Second time around I wasn’t a kid and knew marriage was work and figured if we worked hard together that the marriage would always be strong. Funny thing about life to use my favorite quote from John Lennon “Life is what happens while you are busy making other plans”. Turns out in the real world, a couple can be strong, in love but still have issues that make them incompatible. There is no secret to staying married, and anyone who tells you otherwise is shitting you. I say that with 14 years of marriage under my belt and being the offspring of a couple that did 31 years until death parted them.
I have no idea what our future holds, at this point we take it day by day, and take the good with the ugly. Yet we both had a great laugh when I shared the so-called keys to staying married that I stumbled across, if only it were that easy. Life is messy and when you combine lives it gets even messier. Or shall we just say it’s complicated.

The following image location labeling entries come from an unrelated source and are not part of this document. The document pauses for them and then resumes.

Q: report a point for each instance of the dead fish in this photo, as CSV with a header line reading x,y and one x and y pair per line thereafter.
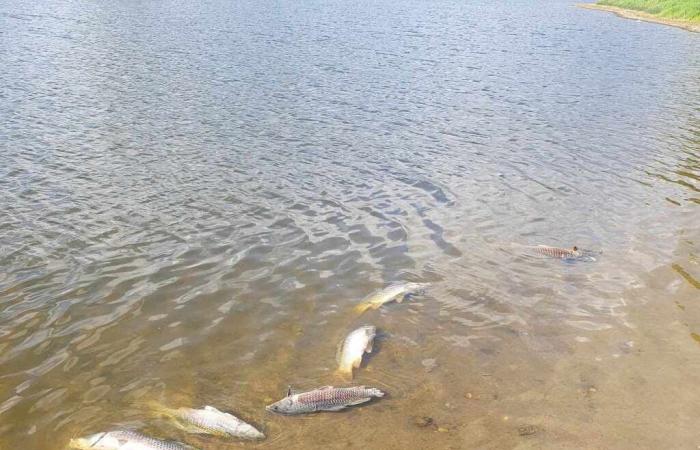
x,y
327,398
209,420
390,293
354,346
563,253
125,440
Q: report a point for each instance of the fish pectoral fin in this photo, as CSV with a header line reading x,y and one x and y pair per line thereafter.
x,y
360,401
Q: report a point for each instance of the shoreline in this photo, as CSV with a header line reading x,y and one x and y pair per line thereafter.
x,y
640,15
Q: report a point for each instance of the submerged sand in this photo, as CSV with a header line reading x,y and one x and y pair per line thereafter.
x,y
646,17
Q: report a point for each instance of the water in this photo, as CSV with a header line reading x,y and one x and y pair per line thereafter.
x,y
195,195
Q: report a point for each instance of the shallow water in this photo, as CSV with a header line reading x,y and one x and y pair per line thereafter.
x,y
195,196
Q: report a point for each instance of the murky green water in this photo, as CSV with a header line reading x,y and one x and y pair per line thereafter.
x,y
195,196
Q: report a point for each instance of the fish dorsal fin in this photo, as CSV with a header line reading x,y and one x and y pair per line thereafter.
x,y
339,351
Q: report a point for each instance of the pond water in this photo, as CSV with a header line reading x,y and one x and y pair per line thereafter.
x,y
195,195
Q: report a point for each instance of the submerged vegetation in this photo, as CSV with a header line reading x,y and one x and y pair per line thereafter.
x,y
687,10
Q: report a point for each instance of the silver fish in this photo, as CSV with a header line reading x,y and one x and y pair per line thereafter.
x,y
563,253
390,293
353,347
327,398
125,440
210,420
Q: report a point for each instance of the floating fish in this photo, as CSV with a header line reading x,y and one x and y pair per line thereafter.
x,y
393,292
210,420
125,440
354,346
562,253
327,398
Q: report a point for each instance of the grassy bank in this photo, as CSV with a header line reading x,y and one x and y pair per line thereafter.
x,y
686,10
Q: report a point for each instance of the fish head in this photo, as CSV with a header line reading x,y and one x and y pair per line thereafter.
x,y
283,406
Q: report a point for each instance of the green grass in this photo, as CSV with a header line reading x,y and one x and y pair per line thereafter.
x,y
670,9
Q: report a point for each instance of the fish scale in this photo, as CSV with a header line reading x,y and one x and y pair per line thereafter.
x,y
324,399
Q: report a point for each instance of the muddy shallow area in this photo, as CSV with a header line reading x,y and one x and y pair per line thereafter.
x,y
194,198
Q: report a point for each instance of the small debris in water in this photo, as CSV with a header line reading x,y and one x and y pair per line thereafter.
x,y
430,364
424,421
527,430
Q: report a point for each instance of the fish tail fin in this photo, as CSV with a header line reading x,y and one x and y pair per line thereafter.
x,y
362,307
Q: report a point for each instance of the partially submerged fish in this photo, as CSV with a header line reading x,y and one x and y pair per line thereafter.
x,y
354,346
390,293
210,420
125,440
562,253
327,398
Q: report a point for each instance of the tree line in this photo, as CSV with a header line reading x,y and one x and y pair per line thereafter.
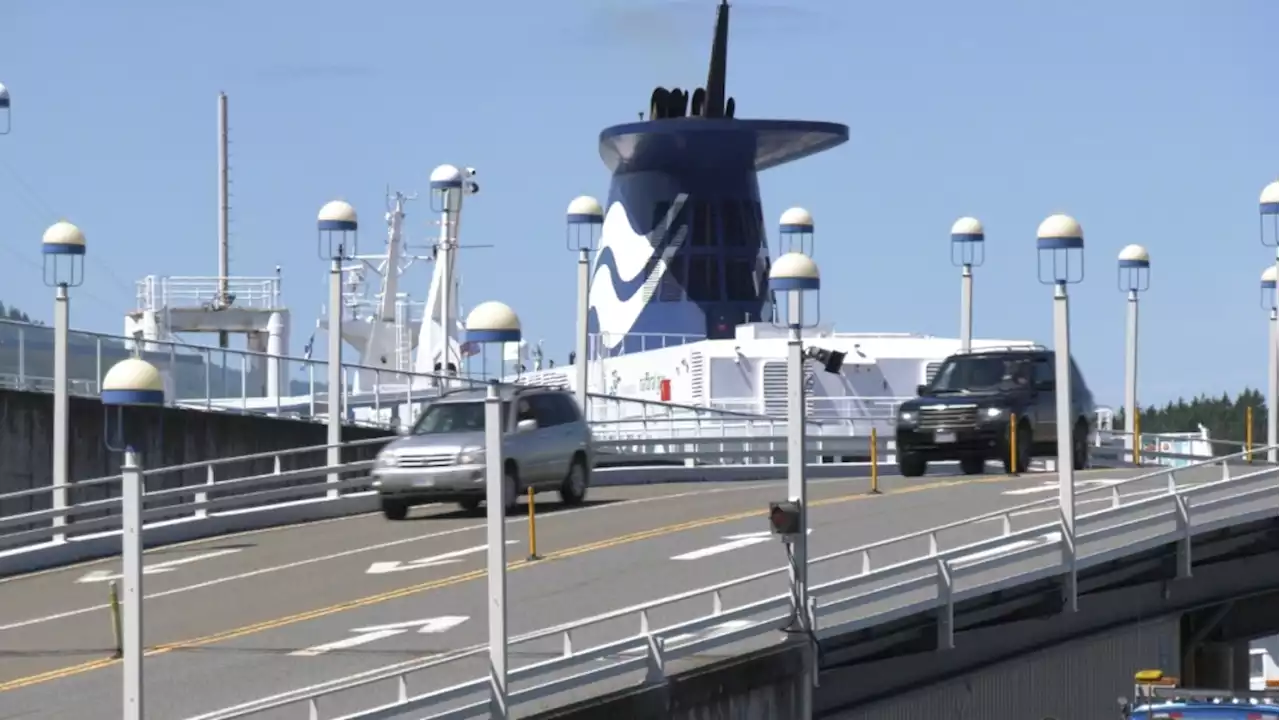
x,y
1224,417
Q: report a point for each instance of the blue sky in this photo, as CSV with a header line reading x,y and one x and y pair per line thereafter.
x,y
1150,122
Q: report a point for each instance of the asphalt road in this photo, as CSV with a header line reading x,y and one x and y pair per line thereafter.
x,y
246,616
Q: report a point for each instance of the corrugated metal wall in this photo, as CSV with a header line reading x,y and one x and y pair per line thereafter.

I read that same blog post and what I took away was something very different. The blogger who wrote that is not single, but divorced herself, so it didn’t make sense to me that she would be making any statements about marriage being simple. But based on what the old woman who’d been married a long time said to her, what I took the ultimate point of the post to mean is that – the only difference between being married 60 years and being married 6 years is not getting divorced. The younger unmarried woman who was exclaiming to the old couple about being married so long seemed to be under the assumption that they must have been SO HAPPY and had something special. But how does she know that maybe those decades weren’t crappy, full of infidelity, lack of affection, or even violence? We make a lot of assumptions about long marriages, and because they seem less and less common, we think they are better relationships. Maybe. Maybe not!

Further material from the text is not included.